Wrong numbers are one reason that IYP publishers would see very low average call lengths. However, after so many years in the space, Telmetrics should be well beyond the learning curve of dealing with wrong number calls. It’s also possible that their clients are recycling numbers on their end - or using dynamic number insertion and that is causing wrong number calls. While these actions would be beyond the call measurement provider’s control, the resulting data should raise a red flag for the client and the vendor.

Another likely explanation of the significant difference in the average call length between PYP and IYP calls is relevancy of the IYP listing. Print yellow pages are accurately targeted - nearly all listings are in my neighborhood. Online I often see ads for merchants several cities away.

I have a saying: if a merchant receives 10 calls and the average call length is 15 seconds, I don’t know what the question was, but the answer was most likely “NO.” Multiple calls to a merchant listed in an IYP heading resulting in “no” responses means the merchant isn’t relevant to the consumer search (out of business, mis-categorized, etc.) This scenario would skew average call length.

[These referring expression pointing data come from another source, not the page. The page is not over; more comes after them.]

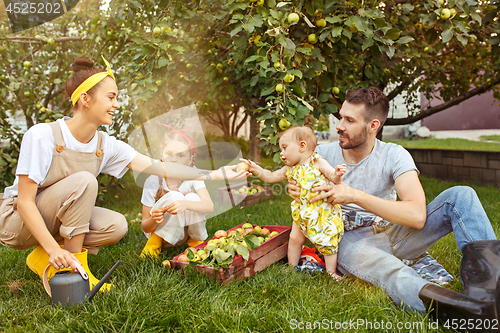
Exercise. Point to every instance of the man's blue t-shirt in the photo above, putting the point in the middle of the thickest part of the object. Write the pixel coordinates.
(375, 174)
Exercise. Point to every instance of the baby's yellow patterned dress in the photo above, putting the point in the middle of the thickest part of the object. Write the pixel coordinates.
(320, 222)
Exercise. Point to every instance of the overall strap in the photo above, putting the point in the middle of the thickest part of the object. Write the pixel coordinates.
(58, 138)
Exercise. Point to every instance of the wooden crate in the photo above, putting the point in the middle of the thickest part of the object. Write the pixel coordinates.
(223, 195)
(268, 253)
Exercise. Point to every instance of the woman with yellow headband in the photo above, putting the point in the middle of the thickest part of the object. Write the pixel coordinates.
(52, 202)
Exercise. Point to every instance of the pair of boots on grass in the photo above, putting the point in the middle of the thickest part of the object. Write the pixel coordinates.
(155, 243)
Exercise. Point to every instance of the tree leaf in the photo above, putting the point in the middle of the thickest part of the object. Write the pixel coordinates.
(405, 39)
(162, 62)
(447, 35)
(236, 30)
(254, 80)
(475, 16)
(367, 43)
(289, 44)
(333, 19)
(296, 72)
(393, 33)
(462, 39)
(390, 51)
(308, 22)
(253, 58)
(336, 31)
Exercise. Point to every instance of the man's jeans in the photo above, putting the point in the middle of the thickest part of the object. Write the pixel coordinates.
(375, 258)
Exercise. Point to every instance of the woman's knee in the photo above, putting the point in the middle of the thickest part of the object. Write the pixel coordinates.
(460, 192)
(120, 227)
(192, 197)
(86, 181)
(175, 195)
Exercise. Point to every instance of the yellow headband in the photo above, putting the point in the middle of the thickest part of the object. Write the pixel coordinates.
(90, 82)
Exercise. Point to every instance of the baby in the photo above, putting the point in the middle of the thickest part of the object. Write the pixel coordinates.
(320, 222)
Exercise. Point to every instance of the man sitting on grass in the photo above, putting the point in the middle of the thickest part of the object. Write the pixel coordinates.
(372, 248)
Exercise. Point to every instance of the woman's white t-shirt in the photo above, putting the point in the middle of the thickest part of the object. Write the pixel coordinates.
(152, 184)
(37, 149)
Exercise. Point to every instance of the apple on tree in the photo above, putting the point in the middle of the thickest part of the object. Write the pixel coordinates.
(284, 124)
(293, 17)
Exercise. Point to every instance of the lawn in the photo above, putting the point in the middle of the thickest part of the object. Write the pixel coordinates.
(452, 143)
(148, 298)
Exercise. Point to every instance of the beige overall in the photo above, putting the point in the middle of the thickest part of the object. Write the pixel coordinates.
(66, 201)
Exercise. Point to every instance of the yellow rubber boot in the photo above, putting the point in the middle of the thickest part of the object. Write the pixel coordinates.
(82, 258)
(37, 260)
(194, 242)
(153, 246)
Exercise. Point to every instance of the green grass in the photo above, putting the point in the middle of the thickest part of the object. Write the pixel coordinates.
(490, 138)
(454, 143)
(148, 298)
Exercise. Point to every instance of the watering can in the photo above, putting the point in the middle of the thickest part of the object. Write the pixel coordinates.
(72, 288)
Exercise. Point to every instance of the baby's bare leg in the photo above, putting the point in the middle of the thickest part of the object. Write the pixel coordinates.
(331, 266)
(295, 242)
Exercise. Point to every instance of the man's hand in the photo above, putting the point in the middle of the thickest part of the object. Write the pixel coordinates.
(294, 190)
(177, 207)
(341, 194)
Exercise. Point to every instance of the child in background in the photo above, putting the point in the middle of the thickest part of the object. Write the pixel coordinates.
(320, 222)
(174, 211)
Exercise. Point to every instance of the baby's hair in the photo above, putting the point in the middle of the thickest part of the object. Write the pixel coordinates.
(166, 140)
(302, 133)
(83, 68)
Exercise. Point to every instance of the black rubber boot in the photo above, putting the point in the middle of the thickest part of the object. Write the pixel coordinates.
(480, 269)
(458, 311)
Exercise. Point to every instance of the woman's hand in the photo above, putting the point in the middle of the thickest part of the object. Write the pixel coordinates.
(252, 166)
(227, 173)
(157, 214)
(61, 258)
(294, 190)
(177, 207)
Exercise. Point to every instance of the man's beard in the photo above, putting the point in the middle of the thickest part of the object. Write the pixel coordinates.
(354, 142)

I do not view accountability and performance pricing as a requirement born out of desperation. The local mobile search industry has an opportunity for innovation and it is not limited to pay-per-call. For example, many merchants want a fixed budget and will be well served with ROI reporting (call tracking.) The mobile local search industry needs to move beyond call tracking or pay-per-call with Voice 1.0 applications and embrace the benefits of today’s innovative Voice 2.0 applications.

Yext demonstrated an example of innovative Voice 2.0 applications at TechCrunch50. The company has identified and is trying to solve the problem of leakage and dirty calls within pay-per-call. Yext Calls uses voice recognition and analytics to examine key words - within a phone call - for relevance and to filter out junk calls or non-sales leads. For example, calls such as “what are your hours of operation?” may not be charged as a lead. Yext wowed the crowd at TechCruch50 and followed-up with an announcement of a $25M venture round. (I previously commented on Yext Local Search: Enormous Opportunity – Complex Solutions.)

Another innovator in mobile local search, and the TechCruch50 winner, is Redbeacon. While not focused on pay per call, or calls at all – they are trying to solve the problem of merchant availability. This is more closely related to pay-per-call than most realize. If the merchant's staff is not available to respond to a call, the consumer is not served (and you typically cannot bill for the call). The merchant who answers the phone is generally more available than the merchant that does not - especially over a series of calls.

FastCall411 also offers an exciting fix for leakage, dirty calls and merchant availability. The goal of TryAnother, our patent-pending parallel dialing application, is to deliver more quality leads to available merchants by capturing real-time connection rate data on each call (paid and organic listings). Merchants are offered the ability to accept (and optionally pay for) a lead only when they are available to provide the service. Merchants want good clean calls.

The next generation of Voice 2.0 applications insure a high level of satisfaction with the quality of your callers (consumers) by including detailed analytics and reporting to identify repeat calls by caller ID and other calling patterns; category management to deliver the best leads to the right merchants; pricing models that optimize value; and finally advanced, real-time call routing applications to deal wrong numbers, vendors, and other unwanted calls. As innovation continues improving phone leads delivered to local merchants, the replacement (virtual) phone number will no longer be an objection to overcome with the merchant, but another useful feature delivered by Yellow Pages publishers to help the merchant manage their lead pipeline.

No doubt ppcall is a big opportunity – only by tracking calls could we learn that IYP calls are half the average call length of PYP calls giving us an awesome opportunity to find out why. I am excited by the innovative, fresh thinking of the new Voice 2.0 applications coming into the market.